Unless you have a degree in finance or took business classes during your college years, chances are that you read financial advice online and try to take your best guess. With so many sources and so much information, how is the average person supposed to make good decisions?
This is a tough area and for those who are just starting out, it can be oh so confusing. Let’s look at the areas of our lives that will consume most of our income and what choices we have in those areas.
Most people get suckered into buying a beautiful and huge starter home, only to find that they have trouble making the payments that go along with home ownership. There is more than just the mortgage to consider; utility payments, property taxes, insurance, and maintenance These average as much as 3% of the price of your home each and every year. The best rule here is to factor in that 3% into the price of your home. Total housing costs should be no more than 30% of your gross income
Higher Education Costs
We are talking about educations costs for yourself, not your kids here. If you are considering getting a loan for higher education, don’t borrow more than you think you will earn in your annual salary after your graduate. For example, if you think you will be making $65,000 after college, don’t take out more than $65,000 in student loans. You should plan on spending 10% of your income to pay back your student loans within 10 years after graduation.
American’s have had a love affair with their cars since the Model T. Everyone wants to drive an expensive, luxurious car and that’s a problem for those who really can’t afford it. Keep in mind that, unlike your house, a car is worth less every single mile and every single year. Spend a maximum of 1/3rd of your annual income buying a car and pay it off as quickly as possible. For those making $100K a year, this means buying a car worth $30,000. Yes, that seems cheap, which is why you see so many Americans eating Ramen noodles for dinner while their Mercedes sits in the driveway.
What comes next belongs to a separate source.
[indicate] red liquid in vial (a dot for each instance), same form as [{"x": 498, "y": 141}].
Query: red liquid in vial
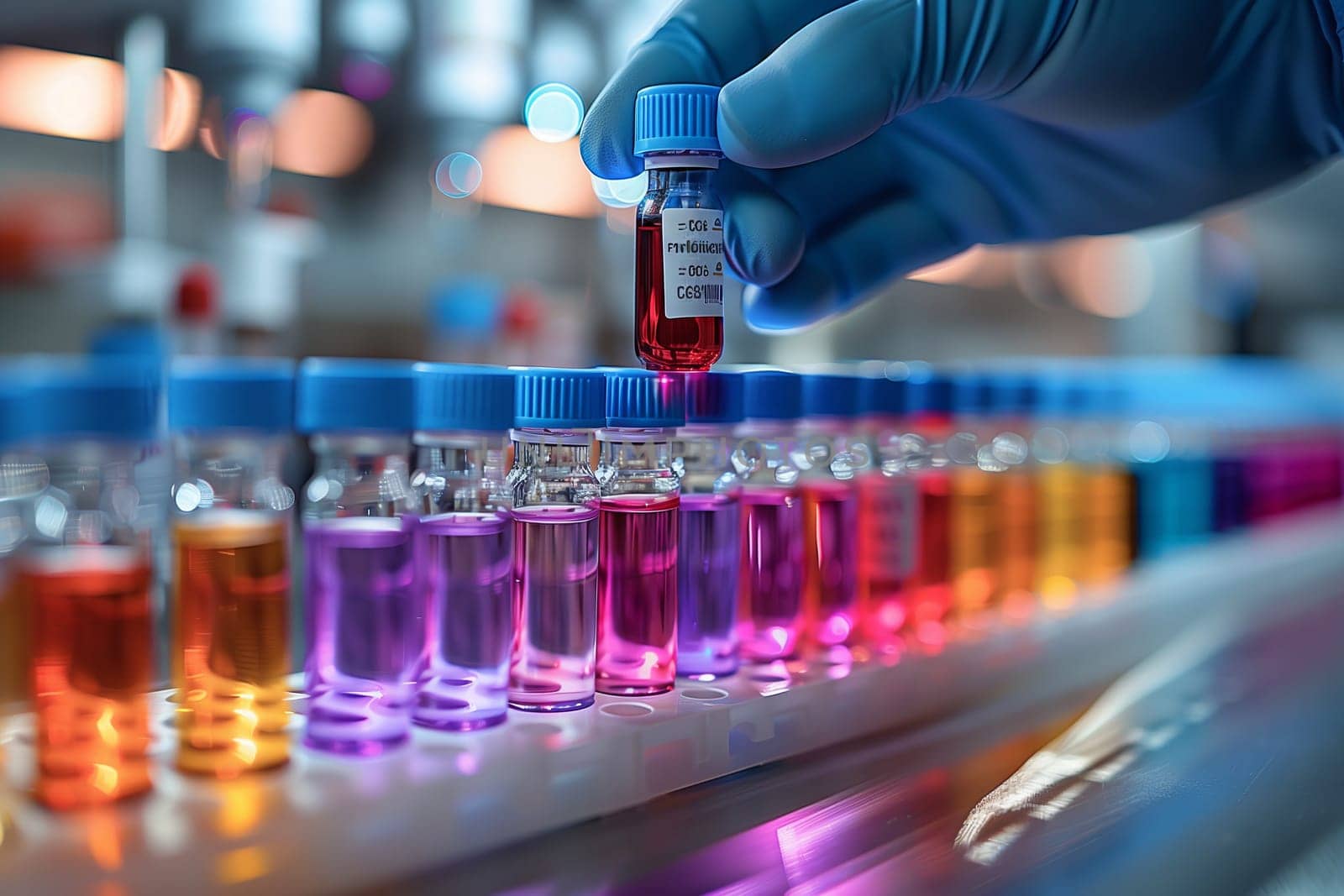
[{"x": 665, "y": 343}]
There is no way around it; kids are downright expensive. The US Department of Agriculture says it costs about $220,000 in 2008 to take your child from the hospital to their high school graduation at 18. And NO, this does not include college. It is impossible to give a set dollar amount on how much you should spend on your children, but a good rule of thumb is to not overindulge and buy them everything they want. Let your children learn that money must be earned.
Your Retirement Years
Don’t expect Social Security to be your only source of cash in your golden years. If your job does not have a pension plan, (and even if it does), plan on putting money away for your retirement. How much will you need? This varies tremendously, but a good measurement tool is to take your current income and multiply it by 25. Decide to start funding your 401K with your first real job and don’t wait. Starting early is far more profitable than waiting until your financial situation improves.